A gathering spot for warriors fighting for their special-needs children

If you're one of the many who have come to the realization that your public school system is out to get away with doing the absolute minimum for your special-needs child and is not actually interested in helping or educating your child, join the crowd. Bring some passion and some factual evidence and step into the fray.

Thursday, January 27, 2011

Answering the Tiger Mom Dilemma


So much is being said lately about the "Tiger Mom" approach and whether we could learn something from pushy parents who set exorbitantly high expectations and cajole their kids to reach them.

I bet more than a few of us have had this internal debate: yeah, sure, I would love for my kids to get straight A's and virtuoso violin, but there's no way I'm going to continuously hound them and deny them the simple pleasures of Wii Super Mario Galaxy, not to mention Super Mario Galaxy 2.

But the answer is ridiculously easy, and I'm surprised that I have to be the one to point out something so obvious:

Team sports.

You want your kid to learn discipline? Mental toughness? How to stick it out through adversity? How to handle both success and failure?

Put that child on a team sport with a good old-school, hard-nosed coach and tell the coach you've got his or her back all the way.

Coaches make excellent Tiger Moms. They can yell at you, make you run stadium steps and do push-ups, and even (when I was in middle and high school) paddle you for wrongdoing. (I received this punishment from my 8th-grade basketball coach and never acted out again).

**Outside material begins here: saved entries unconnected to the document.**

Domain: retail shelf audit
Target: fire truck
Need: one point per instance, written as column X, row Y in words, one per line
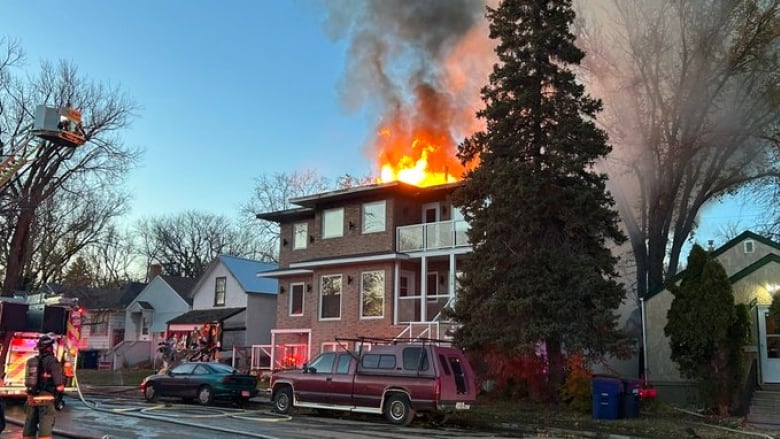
column 21, row 324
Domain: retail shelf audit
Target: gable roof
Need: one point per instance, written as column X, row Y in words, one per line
column 130, row 292
column 245, row 271
column 97, row 298
column 205, row 315
column 183, row 286
column 724, row 248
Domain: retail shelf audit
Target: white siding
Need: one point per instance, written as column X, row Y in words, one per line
column 203, row 296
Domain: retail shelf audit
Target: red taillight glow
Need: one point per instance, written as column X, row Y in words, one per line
column 647, row 393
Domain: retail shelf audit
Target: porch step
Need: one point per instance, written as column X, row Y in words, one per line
column 765, row 409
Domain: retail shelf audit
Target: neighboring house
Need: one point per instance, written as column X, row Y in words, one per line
column 231, row 296
column 146, row 317
column 103, row 316
column 377, row 261
column 752, row 263
column 103, row 321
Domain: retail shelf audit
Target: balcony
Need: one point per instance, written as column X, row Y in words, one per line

Coaches can be the bad cop to your good cop. The best part is, your kids will be better off for having played a team sport. If, like me, you're way too soft to put your kid in a position where they're really in distress and really have to plumb the depths of their own being to find a way out, just let the local coach have at it. Everything important I know about working hard and being mentally tough came from team sports. A playing field is an excellent classroom.